WHO set to decide if monkeypox represents health emergency

LONDON (REUTERS, AFP) - The World Health Organisation (WHO) will convene an emergency committee on Thursday next week to assess whether the monkeypox outbreak represents a public health emergency of international concern.

That is the highest level of warning issued by the United Nations agency, which currently applies only to the Covid-19 pandemic and polio.

There have been 1,600 confirmed and 1,500 suspected cases of monkeypox this year and 72 deaths, WHO said, in 39 countries, including the countries where the virus usually spreads.

WHO Director General Tedros Adhanom Ghebreyesus said that it was time to consider stepping up the response because the virus is behaving unusually, more countries are affected, and there is a need for international co-ordination.

“The outbreak of monkeypox is unusual and concerning.
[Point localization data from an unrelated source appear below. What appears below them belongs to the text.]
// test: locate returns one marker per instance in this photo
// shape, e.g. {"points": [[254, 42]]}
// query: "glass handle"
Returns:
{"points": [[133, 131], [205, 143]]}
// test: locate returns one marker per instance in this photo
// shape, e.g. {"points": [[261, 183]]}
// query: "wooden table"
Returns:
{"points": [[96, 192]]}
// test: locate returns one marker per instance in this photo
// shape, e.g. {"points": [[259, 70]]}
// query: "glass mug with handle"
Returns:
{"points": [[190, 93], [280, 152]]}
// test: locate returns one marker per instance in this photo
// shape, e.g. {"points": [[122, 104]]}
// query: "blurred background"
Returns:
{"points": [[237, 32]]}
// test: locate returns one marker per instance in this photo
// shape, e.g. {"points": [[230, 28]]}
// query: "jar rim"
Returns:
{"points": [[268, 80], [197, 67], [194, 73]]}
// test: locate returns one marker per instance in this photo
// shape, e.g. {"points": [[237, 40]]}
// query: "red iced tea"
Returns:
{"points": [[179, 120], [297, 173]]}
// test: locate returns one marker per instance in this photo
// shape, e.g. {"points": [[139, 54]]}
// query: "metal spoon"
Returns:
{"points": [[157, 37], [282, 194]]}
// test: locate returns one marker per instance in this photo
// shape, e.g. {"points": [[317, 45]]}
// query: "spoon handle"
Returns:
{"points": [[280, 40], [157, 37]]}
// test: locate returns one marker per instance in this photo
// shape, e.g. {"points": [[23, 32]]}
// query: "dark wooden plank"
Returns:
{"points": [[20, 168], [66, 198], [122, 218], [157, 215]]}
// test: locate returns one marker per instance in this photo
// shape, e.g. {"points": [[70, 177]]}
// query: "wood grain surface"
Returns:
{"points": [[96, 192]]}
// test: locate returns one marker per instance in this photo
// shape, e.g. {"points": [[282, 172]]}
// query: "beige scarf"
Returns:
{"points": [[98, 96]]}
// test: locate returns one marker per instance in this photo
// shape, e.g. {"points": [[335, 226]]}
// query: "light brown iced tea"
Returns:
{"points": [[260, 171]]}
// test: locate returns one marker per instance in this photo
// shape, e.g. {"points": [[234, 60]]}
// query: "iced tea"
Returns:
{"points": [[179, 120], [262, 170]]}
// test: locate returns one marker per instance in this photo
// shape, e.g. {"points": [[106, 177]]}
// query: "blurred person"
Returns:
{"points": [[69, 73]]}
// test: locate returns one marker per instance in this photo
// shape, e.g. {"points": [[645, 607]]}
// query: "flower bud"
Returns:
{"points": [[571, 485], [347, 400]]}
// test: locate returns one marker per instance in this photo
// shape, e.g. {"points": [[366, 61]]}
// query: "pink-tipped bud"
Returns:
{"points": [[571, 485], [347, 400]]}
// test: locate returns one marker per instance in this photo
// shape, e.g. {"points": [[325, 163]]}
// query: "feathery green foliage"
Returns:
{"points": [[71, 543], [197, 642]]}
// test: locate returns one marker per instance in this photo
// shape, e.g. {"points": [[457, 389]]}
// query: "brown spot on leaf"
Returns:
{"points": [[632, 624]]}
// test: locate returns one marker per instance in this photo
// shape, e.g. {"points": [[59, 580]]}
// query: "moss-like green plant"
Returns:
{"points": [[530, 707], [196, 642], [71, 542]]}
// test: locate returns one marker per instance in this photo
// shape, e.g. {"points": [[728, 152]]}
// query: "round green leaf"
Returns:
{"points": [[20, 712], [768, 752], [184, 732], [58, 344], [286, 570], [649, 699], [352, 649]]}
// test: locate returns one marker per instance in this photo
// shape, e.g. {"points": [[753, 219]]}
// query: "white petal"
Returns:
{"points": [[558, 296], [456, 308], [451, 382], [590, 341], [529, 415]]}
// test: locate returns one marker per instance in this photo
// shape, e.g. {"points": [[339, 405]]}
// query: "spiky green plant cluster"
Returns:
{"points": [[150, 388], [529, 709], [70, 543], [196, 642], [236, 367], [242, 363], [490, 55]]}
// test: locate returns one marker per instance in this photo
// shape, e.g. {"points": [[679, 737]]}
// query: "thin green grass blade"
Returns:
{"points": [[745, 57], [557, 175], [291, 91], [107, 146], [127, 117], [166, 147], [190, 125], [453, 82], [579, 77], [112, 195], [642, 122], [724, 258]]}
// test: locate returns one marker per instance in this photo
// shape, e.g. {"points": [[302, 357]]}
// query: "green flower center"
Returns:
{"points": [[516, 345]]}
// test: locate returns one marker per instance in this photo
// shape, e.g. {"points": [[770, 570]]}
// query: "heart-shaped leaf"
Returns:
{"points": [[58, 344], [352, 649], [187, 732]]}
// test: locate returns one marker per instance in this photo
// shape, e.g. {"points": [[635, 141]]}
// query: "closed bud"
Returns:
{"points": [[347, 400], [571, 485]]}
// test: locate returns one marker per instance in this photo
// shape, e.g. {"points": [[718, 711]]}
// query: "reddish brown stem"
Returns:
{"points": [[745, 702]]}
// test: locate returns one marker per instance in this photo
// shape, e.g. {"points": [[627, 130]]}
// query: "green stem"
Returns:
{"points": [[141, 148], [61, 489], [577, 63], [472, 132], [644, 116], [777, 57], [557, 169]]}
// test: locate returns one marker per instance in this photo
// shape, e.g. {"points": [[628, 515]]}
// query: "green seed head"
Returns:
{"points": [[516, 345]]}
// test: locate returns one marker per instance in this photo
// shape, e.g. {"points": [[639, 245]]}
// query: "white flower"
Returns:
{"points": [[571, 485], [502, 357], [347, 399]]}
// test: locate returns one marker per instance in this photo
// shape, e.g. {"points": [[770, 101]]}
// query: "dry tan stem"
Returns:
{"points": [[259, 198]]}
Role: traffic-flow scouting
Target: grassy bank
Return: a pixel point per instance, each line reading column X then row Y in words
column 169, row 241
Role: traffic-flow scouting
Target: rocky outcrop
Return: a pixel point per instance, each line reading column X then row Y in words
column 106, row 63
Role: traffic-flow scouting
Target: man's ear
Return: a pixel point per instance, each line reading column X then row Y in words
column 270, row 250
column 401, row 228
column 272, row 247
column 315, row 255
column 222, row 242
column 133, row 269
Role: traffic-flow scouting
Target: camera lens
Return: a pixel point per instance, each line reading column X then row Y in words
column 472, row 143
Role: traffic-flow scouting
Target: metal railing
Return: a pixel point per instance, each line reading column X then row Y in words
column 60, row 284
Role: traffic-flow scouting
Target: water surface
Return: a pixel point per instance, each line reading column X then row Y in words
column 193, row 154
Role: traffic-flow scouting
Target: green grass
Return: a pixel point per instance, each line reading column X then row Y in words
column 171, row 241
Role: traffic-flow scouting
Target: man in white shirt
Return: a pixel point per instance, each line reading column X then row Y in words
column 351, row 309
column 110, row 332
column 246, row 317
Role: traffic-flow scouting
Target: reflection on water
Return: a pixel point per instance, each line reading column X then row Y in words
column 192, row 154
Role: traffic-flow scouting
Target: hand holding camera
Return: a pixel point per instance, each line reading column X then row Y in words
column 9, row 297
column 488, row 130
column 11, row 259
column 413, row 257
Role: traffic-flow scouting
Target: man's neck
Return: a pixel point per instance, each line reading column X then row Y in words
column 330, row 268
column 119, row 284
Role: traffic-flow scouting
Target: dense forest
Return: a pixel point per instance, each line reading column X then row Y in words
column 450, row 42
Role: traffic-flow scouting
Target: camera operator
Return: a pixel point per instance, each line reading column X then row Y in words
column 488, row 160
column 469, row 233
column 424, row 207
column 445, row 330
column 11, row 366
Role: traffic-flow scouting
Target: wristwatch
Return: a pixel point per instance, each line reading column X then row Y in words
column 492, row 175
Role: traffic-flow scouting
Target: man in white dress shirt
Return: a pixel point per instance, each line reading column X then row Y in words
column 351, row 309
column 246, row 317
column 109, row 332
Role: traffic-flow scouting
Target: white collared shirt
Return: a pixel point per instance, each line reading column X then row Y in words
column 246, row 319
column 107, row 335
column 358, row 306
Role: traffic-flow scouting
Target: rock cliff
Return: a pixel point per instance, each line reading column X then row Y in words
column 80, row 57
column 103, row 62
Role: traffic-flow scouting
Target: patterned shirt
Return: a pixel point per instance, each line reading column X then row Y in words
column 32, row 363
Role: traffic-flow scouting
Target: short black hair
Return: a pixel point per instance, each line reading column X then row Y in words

For that reason I have decided to convene the Emergency Committee under the international health regulations next week, to assess whether this outbreak represents a public health emergency of international concern,” Dr Tedros  told journalists.

Said WHO’s emergencies director for Africa, Ibrahima Socé Fall: “We don’t want to wait until the situation is out of control.” 

People typically catch monkeypox by coming into close contact with infected animals. The virus can also spread by touching or sharing infected items like clothing and bedding, or by the respiratory droplets produced by sneezing or coughing, according to the WHO.

On average, symptoms appear within six to 13 days of exposure but can take up to three weeks. People who get sick commonly experience a fever, headache, back and muscle aches, swollen lymph nodes and general exhaustion.

Although it was first discovered in laboratory monkeys in 1958, which gives the virus its name, scientists think rodents are the main carriers of monkeypox in the wild.

It is primarily found in Central and West Africa, particularly in areas close to tropical rainforests - and rope squirrels, tree squirrels, Gambian pouched rats and dormice have all been identified as potential carriers.